- Lysterfield South
- Interactive map of Lysterfield South
- Coordinates: 37°56′56″S 145°15′36″E﻿ / ﻿37.949°S 145.260°E
- Country: Australia
- State: Victoria
- City: Melbourne
- LGA: City of Casey;
- Location: 30 km (19 mi) from Melbourne; 6 km (3.7 mi) from Dandenong;

Government
- • State electorate: Rowville;
- • Federal division: Bruce;

Area
- • Total: 4.6 km^{2} (1.8 sq mi)
- Elevation: 155 m (509 ft)

Population
- • Total: 994 (2021 census)
- • Density: 216.1/km^{2} (560/sq mi)
- Postcode: 3156
Suburbs around Lysterfield South
| Rowville |  | Lysterfield |
| Endeavour Hills | Lysterfield South | Lysterfield |
|  | Endeavour Hills | Narre Warren North |

= Lysterfield South =

Lysterfield South is an outer suburb in Melbourne, Victoria, Australia, 30 km south-east of Melbourne's Central Business District, located within the City of Casey local government area. Lysterfield South recorded a population of 994 at the 2021 census.

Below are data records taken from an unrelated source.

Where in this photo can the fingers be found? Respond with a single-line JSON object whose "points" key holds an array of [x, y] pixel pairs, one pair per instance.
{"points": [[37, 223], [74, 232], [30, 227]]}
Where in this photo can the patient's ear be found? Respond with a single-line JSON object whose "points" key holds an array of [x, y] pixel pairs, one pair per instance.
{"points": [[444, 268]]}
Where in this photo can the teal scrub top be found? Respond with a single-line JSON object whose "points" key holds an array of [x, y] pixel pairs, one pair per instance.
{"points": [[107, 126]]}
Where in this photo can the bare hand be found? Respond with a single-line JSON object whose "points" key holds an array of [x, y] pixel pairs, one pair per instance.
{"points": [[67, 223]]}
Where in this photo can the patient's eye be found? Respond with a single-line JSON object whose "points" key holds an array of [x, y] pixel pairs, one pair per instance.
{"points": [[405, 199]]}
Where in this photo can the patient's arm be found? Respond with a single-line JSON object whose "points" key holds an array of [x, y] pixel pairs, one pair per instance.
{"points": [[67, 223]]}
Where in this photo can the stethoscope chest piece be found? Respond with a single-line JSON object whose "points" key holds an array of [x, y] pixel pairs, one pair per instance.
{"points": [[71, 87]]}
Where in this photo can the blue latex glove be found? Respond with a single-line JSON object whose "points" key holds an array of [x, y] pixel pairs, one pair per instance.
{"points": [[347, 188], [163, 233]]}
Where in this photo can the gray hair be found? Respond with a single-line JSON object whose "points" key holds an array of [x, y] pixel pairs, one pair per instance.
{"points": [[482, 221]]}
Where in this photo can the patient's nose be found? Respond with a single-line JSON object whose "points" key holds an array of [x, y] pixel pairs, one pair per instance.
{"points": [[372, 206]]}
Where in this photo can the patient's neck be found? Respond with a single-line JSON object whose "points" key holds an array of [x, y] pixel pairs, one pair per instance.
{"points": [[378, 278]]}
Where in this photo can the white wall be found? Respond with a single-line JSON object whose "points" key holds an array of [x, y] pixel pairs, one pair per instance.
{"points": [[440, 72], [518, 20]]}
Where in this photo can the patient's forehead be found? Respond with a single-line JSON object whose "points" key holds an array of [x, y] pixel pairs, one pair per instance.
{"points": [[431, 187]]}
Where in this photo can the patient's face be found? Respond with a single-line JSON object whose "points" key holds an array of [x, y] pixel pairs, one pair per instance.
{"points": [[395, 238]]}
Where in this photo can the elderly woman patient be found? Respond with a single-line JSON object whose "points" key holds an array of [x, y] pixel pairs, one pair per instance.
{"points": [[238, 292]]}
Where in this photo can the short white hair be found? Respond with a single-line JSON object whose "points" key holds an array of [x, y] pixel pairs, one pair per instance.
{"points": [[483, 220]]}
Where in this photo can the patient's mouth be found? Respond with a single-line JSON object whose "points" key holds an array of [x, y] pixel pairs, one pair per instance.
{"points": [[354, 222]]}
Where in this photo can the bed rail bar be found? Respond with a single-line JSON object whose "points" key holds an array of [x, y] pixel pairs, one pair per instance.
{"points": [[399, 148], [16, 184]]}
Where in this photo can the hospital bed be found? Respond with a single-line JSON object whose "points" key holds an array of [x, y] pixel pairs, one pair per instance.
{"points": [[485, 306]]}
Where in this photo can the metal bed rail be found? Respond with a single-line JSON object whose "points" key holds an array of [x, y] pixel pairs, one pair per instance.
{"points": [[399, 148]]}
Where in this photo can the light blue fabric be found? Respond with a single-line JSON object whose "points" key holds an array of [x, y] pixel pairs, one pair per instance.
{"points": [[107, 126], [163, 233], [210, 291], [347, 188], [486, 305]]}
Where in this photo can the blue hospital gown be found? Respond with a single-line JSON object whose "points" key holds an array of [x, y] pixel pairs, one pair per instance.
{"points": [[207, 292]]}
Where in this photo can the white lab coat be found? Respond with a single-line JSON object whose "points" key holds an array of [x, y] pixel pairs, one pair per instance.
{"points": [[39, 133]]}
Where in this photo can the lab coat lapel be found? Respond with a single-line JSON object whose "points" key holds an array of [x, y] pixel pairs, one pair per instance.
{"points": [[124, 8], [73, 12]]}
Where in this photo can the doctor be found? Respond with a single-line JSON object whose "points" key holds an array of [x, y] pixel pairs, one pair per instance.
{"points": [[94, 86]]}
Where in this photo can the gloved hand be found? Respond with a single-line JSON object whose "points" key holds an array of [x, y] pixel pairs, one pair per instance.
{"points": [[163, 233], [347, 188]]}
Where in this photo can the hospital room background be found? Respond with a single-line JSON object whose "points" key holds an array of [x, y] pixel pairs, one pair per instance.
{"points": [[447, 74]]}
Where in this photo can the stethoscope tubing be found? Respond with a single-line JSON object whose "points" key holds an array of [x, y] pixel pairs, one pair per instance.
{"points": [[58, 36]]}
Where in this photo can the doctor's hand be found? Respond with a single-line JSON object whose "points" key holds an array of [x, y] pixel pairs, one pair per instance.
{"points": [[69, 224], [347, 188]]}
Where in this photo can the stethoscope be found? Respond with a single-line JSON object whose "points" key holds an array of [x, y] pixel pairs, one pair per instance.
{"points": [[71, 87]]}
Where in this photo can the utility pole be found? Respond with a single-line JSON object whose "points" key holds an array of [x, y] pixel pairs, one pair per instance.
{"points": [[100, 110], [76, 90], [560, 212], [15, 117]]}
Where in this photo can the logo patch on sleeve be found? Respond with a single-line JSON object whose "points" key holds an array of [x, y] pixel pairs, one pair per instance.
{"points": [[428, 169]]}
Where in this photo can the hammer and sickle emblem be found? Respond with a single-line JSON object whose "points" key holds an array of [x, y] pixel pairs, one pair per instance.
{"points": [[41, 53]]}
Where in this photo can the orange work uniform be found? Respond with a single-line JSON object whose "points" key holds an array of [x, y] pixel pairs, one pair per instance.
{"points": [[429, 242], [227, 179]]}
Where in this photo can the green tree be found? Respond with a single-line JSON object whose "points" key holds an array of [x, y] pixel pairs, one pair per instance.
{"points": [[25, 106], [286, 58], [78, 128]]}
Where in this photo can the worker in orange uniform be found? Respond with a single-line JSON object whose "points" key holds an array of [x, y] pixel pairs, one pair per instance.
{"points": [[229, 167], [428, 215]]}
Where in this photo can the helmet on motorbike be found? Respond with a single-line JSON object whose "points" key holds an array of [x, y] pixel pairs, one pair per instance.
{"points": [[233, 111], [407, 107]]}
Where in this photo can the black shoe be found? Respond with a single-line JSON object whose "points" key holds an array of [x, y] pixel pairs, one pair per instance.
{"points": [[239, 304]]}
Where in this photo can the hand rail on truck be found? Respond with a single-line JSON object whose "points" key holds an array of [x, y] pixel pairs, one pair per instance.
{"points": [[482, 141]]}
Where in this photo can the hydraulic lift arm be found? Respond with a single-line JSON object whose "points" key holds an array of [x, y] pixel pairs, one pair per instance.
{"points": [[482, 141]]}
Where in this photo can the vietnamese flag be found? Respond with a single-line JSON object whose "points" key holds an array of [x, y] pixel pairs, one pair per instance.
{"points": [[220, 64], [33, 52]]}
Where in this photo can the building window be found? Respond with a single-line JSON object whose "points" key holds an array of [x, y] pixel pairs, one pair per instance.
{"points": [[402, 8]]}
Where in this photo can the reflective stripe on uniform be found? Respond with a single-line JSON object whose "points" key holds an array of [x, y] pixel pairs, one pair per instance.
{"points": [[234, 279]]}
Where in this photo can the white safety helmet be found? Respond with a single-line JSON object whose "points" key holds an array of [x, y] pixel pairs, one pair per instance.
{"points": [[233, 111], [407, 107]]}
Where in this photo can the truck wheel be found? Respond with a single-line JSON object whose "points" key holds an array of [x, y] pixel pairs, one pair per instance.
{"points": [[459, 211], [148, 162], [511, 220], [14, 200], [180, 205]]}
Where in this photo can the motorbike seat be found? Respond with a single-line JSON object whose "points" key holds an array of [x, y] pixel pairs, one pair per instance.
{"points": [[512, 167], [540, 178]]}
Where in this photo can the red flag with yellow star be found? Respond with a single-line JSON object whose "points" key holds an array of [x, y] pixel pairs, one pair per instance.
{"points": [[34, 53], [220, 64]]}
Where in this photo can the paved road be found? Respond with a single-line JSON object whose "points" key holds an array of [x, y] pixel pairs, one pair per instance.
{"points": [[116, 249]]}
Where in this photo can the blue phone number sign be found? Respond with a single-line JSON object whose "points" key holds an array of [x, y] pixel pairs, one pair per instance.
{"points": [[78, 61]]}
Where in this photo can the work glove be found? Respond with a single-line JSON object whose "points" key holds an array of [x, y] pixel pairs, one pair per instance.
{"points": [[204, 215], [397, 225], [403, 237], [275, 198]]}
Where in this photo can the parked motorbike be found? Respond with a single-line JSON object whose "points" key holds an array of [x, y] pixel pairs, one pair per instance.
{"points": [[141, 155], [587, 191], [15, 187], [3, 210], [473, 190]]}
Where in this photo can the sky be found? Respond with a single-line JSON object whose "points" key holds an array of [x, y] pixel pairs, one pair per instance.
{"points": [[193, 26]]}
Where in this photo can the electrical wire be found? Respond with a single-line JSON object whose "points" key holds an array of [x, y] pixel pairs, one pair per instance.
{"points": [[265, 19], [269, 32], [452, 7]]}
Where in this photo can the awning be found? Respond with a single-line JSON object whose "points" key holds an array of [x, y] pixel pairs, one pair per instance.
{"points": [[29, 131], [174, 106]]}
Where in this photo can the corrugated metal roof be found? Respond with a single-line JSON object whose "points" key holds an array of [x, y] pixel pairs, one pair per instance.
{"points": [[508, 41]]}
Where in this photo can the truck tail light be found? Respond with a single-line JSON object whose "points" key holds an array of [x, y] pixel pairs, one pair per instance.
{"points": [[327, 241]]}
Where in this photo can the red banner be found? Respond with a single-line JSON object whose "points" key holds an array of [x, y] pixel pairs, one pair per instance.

It is notable for containing Churchill National Park which can be entered via Army Road, from Churchill Park Drive.

==History==

Lysterfield South was originally inhabited by the Wurundjeri tribe of the Kulin nation.

The area was first settled by European settlers in 1838, with it and its surrounding suburbs originally part of Narre Warren North, which it now borders. The development of Lysterfield South is closely linked with that of its neighbouring suburbs Lysterfield and Rowville.